The second tree was the tree of the knowledge of good and evil (2:9b). Now, for the first time, we have the possibility of evil. Its very name is sinister, producing either good or evil to anyone who eats of its fruit. The Hebrew word for knowledge means knowledge from experience. So the fruit of this tree provided the person with knowledge from experience of good and evil in the sense of having the power to decide for oneself. But merely knowing good and evil did not give the power to choose the good and reject the evil! Therefore, Elohim predicts that ultimately there will be only one result for the one who eats of this fruit: death (2:17; 3:3). This was the tree of death. When we take the steering wheel of our own life, we shut God out of the picture. This is moral mutiny. All Adam and Eve needed to do was to obey ADONAI’s word (2:17). Once we reject God’s Word and what is best for us, we are left to our own devices. When we take and eat, we suddenly find ourselves on the outside looking in with the LORD. The rabbis teach that the tree of the knowledge of good and evil was a vine because no other fruit causes so much misery and distress. Consequently, the two most important trees in the garden were the tree of life, which brought life, and the tree of the knowledge of good and evil, which brought death.

The luscious green garden in Eden would need a great deal of water, probably more than the water canopy could provide (see Ak – So God Made the Expense Between the Waters), therefore, in 2:10 through 14 rivers are discussed. From the land of Eden there was a single river entering the garden. This river must have been very large because it separated into four headwaters or rivers, each having its own name (2:10). Two of the rivers we know today and two we do not.

The name of the first is the Pishon; it winds through the entire land of Havilah. We do not know where this river is today, but the rabbis teach that this was the Nile. Havilah is in central Arabia, east of Israel (25:18). It is known for its very pure gold. The aromatic resin and onyx mentioned here emphasizes the wealth of the land in terms of water and precious stones (2:11).

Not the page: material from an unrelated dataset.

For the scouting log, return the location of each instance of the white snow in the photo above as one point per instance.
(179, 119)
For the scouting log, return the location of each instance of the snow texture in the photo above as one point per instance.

The name of the second river is the Gihon; it winds through the entire land of Cush (2:13). This river is unknown to us. The land of Cush is often associated with Ethiopia, but not always. In this instance, Ethiopia is in Africa, but the garden of Eden is described as being in Mesopotamia. So this is probably the land of the Cassits, or sometimes spelled Kassits. They were known as the Cosseans and they were located east of Mesopotamia or east of the Tigris.

The name of the third river is the Tigris; it runs along the east side of Asshur in what is today northern Iraq (2:14a). We know of this river today.

And the fourth river is the Euphrates (2:14b), which is in ancient Babylonia or modern southern Iraq. We also know this river today. Therefore, we have two rivers that are known and two that are unknown. If the Tigris and the Euphrates rivers marked the northern and southern borders of the garden, the other two may have marked the western and eastern borders. But this is just a guess because the two unknown rivers were completely obliterated by the Flood, while two were left intact to this very day. But we do know the approximate location of the garden of Eden. It was between the Tigris and Euphrates Rivers in ancient Mesopotamia, in what is today modern Iraq.